Sześćdziesiąt lat po wydarzeniach przypominanych w tej książce trudno uwierzyć, że miały one miejsce. Trudno uwierzyć, że jeden z najwybitniejszych narodów europejskich upadł tak nisko, winny nie tylko rozpętania wojny i gehenny obcych, ale i samozagłady. Niemcy do końca i w olbrzymiej większości pozostali wierni swojemu Führerowi, gotowi byli ginąć za niego nawet wówczas, gdy sytuacja była wprost beznadziejna... Warto przypomnieć, że tysiące Niemców wraz z nim popełniło samobójstwo wyznając zasadę „mój honor, to wierność”.
Peter Raina przypomina biogram Adolfa Hitlera, genezę i program hitleryzmu, ale głównie przygląda się ostatnim tygodniom jego życia i działalności.

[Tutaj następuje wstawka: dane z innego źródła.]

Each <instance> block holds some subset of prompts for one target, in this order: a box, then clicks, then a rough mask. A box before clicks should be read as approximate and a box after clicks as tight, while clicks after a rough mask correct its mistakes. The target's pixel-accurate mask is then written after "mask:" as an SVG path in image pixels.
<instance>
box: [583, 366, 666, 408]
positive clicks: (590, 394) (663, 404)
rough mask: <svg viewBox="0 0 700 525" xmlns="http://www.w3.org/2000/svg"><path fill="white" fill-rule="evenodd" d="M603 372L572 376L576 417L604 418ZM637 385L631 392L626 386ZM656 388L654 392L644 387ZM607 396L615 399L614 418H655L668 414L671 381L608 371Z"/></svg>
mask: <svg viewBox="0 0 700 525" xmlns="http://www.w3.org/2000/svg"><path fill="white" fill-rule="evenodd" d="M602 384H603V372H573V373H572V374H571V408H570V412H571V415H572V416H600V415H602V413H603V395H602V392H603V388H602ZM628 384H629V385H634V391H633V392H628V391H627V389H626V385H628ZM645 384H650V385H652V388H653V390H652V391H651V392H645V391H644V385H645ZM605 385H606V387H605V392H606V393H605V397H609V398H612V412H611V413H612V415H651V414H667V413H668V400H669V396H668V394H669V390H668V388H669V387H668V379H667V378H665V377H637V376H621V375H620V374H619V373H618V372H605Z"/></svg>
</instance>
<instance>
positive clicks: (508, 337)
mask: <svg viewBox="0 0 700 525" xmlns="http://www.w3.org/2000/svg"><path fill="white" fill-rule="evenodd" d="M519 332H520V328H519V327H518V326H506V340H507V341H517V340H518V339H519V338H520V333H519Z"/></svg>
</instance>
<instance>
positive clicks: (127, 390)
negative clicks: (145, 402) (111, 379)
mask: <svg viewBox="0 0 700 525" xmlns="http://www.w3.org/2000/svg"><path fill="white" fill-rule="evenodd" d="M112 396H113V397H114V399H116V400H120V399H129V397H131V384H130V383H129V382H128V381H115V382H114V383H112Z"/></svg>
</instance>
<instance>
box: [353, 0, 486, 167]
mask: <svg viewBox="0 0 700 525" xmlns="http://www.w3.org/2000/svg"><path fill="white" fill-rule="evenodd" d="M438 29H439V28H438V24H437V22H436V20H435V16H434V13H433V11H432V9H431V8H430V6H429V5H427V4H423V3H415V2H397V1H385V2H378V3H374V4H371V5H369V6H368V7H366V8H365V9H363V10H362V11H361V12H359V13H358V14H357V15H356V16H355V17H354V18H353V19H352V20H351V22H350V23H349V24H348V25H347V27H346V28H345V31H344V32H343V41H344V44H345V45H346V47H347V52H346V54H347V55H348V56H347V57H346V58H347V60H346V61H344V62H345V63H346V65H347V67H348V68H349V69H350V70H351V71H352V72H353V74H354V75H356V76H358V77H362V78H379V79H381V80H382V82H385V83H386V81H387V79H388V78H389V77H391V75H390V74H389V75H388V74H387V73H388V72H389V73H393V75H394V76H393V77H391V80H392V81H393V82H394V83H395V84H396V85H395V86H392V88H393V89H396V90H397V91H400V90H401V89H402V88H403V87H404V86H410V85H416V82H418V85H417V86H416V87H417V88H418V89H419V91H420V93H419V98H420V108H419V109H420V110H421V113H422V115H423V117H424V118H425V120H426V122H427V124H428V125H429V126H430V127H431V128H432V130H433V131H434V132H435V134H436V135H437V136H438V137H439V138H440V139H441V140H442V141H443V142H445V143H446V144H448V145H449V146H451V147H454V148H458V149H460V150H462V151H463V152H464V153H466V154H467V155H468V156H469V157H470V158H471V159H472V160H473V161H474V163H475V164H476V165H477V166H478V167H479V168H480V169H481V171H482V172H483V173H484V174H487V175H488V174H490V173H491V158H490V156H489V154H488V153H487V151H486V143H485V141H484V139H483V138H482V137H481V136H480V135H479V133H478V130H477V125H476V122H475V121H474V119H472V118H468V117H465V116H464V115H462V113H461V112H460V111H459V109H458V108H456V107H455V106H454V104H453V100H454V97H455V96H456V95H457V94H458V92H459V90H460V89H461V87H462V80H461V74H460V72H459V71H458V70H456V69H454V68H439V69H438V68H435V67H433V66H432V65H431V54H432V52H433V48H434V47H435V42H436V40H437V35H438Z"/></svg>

W tych ostatnich dniach bowiem najlepiej widać, jak głębokiej, wręcz chorobliwej - obejmującej i ciało, i ducha - deformacji może ulec człowiek opętany przez ideologię, wierny jej założeniom i konsekwentny w jej realizacji aż do samobójstwa włącznie.
Obserwujemy zatem Hitlera coraz bardziej niedołężnego, wpadającego w skrajne nastroje – od euforii, która neguje rzeczywistość rosyjskich czołgów na ulicach Berlina i każe przestawiać na nieaktualnych mapach sztabowych nieistniejące już armie, do apatii, która przesądza o zagładzie własnego narodu; Hitlera sztucznie niemalże podtrzymywanego przy życiu, ale do samego końca gotowego skazywać na śmierć, wysyłać na front dzieci i starców.
Widzimy wreszcie jego najbliższych i najwierniejszych współpracowników: Magdę Goebbels trującą własne dzieci, wiernego do końca Martina Bormanna, walczącego o schedę po wodzu Hermanna Göringa, szukającego ratunku u Anglików i Amerykanów Heinricha Himmlera, wydającego się wierzyć we własne kłamstwa Josepha Goebbelsa, Karla Dönitza wzruszonego powierzoną mu w testamencie Führera funkcją prezydenta Rzeszy, choć Rzesza była już trupem.